Installing Googler, The Command Line Google Search

7th July, 2017 by

You can’t remember everything. When it comes to configuring and managing a Linux server there is an awful lot to remember. We’ve probably all had the experience of being in the middle of something at the command line and then forgetting the exact sequence of flags or commands to achieve what we want. Sometimes a man page’s wall of text of can be slower to comprehend than finding your answer in someone else’s guide. When this happens, only a quick trip to a search engine window can help.

No Service Tech Woes

Sometimes you may not want to move away from the command line and break your flow. Or, as anyone who has ever done co-location hosting will probably know, you can sometimes find yourself in the bowels of a data center with no mobile phone signal and the only internet connection you have is via the command line interface of the server you are working on. It’s called being between a rock and a hard place!

Search Solution!

If you ever find yourself in this situation, wishing you could do that search on your server – there is a solution in Googler! Googler is a command line tool that will take a query from you and will then return the textual result from a search via Google. This provides you with both links to websites and the overviews of the page it links to. You can then quickly use a text mode browser to view the page to access your answer.

To find the answers to all of your Linux questions, make sure that you visit this page. Your command line life will get easier, we promise.

What is Googler?

Googler itself is a Python powered tool and is available on GitHub. The easiest way to fetch it for use is to use ‘Git’. Let’s start by installing ‘Git’. You will need ‘Make’ to perform the install so we’ll also include instruction to install ‘Make’. To get the most out of Googler you’ll need to have a web browser installed. If you don’t have one, I recommend ‘Lynx’. For Debian/Ubuntu users, ‘Git’ can be installed with:

    sudo apt-get update
    sudo apt-get install git make lynx

For CentOS/RedHat users it can be installed with:

    sudo yum install git make lynx

With Git installed, you can now clone the repository for Googler from GitHub:

    git clone https://github.com/jarun/googler/

Now change to the freshly created Googler directory and install it:

    cd googler
   sudo make install 

Googler is now installed and ready for use. There are some BASH completion options available that come with it that can be installed. To install this on Debian, Ubuntu, CentOS and Red Hat use the following command:

    sudo cp auto-completion/bash/googler-completion.bash /etc/bash_completion.d/

The next step is to ensure that Lynx is now set as the default web browser. To do this we’ll set an environment variable in /etc/profile.d

    sudo nano /etc/profile.d/browser.sh

Next paste in the following line:

    export BROWSER=lynx

Now save and exit the file. Changes will only take place after your next login. So for this session, you can paste the export line in at the command line to set the variable.

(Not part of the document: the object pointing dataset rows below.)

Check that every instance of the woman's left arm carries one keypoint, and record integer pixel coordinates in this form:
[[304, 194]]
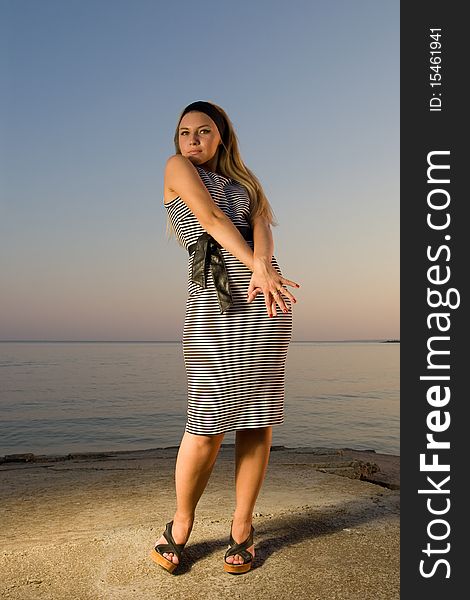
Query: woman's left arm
[[265, 278]]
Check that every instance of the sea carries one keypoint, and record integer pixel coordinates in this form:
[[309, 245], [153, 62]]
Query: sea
[[62, 397]]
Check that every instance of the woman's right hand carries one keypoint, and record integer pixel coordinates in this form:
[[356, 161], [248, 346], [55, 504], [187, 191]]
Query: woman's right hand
[[265, 279]]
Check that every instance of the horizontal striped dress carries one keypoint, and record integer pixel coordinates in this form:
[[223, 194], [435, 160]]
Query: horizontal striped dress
[[234, 360]]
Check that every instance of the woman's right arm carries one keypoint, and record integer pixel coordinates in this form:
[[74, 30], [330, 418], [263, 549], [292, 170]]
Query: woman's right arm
[[181, 176]]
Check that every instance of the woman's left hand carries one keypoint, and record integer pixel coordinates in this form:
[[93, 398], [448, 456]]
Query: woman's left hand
[[267, 280]]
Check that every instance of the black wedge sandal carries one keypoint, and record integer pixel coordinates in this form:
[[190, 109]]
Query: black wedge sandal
[[157, 553], [240, 549]]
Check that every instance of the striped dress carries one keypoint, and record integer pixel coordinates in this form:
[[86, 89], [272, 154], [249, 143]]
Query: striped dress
[[235, 360]]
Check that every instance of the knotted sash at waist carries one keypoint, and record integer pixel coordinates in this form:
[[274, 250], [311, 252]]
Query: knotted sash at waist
[[207, 252]]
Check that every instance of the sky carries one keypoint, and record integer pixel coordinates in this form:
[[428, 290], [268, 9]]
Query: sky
[[92, 90]]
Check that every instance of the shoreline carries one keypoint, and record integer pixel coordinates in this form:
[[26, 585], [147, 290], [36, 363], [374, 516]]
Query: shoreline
[[326, 526], [368, 465]]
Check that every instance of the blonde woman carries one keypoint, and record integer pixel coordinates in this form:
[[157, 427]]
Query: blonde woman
[[237, 328]]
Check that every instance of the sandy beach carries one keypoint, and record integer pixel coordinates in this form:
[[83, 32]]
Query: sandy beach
[[81, 527]]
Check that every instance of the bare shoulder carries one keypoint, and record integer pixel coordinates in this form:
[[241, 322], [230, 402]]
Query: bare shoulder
[[177, 167], [182, 180]]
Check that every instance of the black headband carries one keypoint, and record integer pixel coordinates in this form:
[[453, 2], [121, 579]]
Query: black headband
[[209, 110]]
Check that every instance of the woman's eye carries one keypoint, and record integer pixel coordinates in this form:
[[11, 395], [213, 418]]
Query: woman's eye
[[202, 130]]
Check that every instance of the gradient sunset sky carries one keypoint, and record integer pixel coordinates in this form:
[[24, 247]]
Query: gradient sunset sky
[[93, 90]]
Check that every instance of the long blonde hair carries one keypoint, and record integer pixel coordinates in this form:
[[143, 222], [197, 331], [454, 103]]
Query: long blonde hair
[[230, 164]]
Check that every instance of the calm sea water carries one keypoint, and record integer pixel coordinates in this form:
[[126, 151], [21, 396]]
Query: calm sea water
[[61, 397]]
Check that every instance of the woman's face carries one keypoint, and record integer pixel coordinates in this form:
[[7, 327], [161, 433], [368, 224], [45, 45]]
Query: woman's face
[[198, 137]]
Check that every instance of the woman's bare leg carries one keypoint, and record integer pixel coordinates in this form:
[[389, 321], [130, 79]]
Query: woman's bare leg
[[252, 451], [196, 458]]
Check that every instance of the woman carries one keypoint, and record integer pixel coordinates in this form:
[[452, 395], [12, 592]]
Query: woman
[[235, 339]]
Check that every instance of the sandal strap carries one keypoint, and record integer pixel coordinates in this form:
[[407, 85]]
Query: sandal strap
[[172, 546], [242, 548]]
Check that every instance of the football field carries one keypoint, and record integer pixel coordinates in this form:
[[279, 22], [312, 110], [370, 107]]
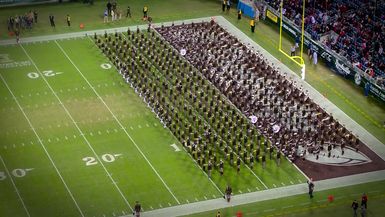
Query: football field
[[76, 140]]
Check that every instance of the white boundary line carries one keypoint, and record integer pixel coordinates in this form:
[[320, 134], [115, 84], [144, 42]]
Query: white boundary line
[[76, 125], [119, 123], [42, 145], [14, 185]]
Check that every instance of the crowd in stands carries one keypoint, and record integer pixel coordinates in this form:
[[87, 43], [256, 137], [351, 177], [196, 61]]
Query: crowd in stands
[[358, 28], [211, 129], [277, 107]]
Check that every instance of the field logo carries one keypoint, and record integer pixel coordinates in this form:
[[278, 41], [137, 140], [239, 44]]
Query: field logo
[[4, 58], [106, 66], [351, 157]]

Once finished, Googler is now ready to go, and can load web pages from the searches into your web browser for reading. Using Googler is as simple as:

    googler 100tb

This will bring up a screen with results for the Google search 100TB. There will be a small prompt at the bottom of the screen, and by default Googler will return ten results. You can enter the number before a search result at the prompt and the page it relates to will be opened in Lynx for you to browse and read. Googler has a number of extra flags you can use that can be accessed by using:

    googler -h

Alternately, when in Googler you can type a question mark (?) at the prompt in order to get a list of command help on the screen. Anything you type that isn’t a command will become a new search. When you want to quit, you can simply hit the ‘q’ key.

There you have it – the power of Google and all the information you may need at your fingertips while at the command line. You never know just when you might need it.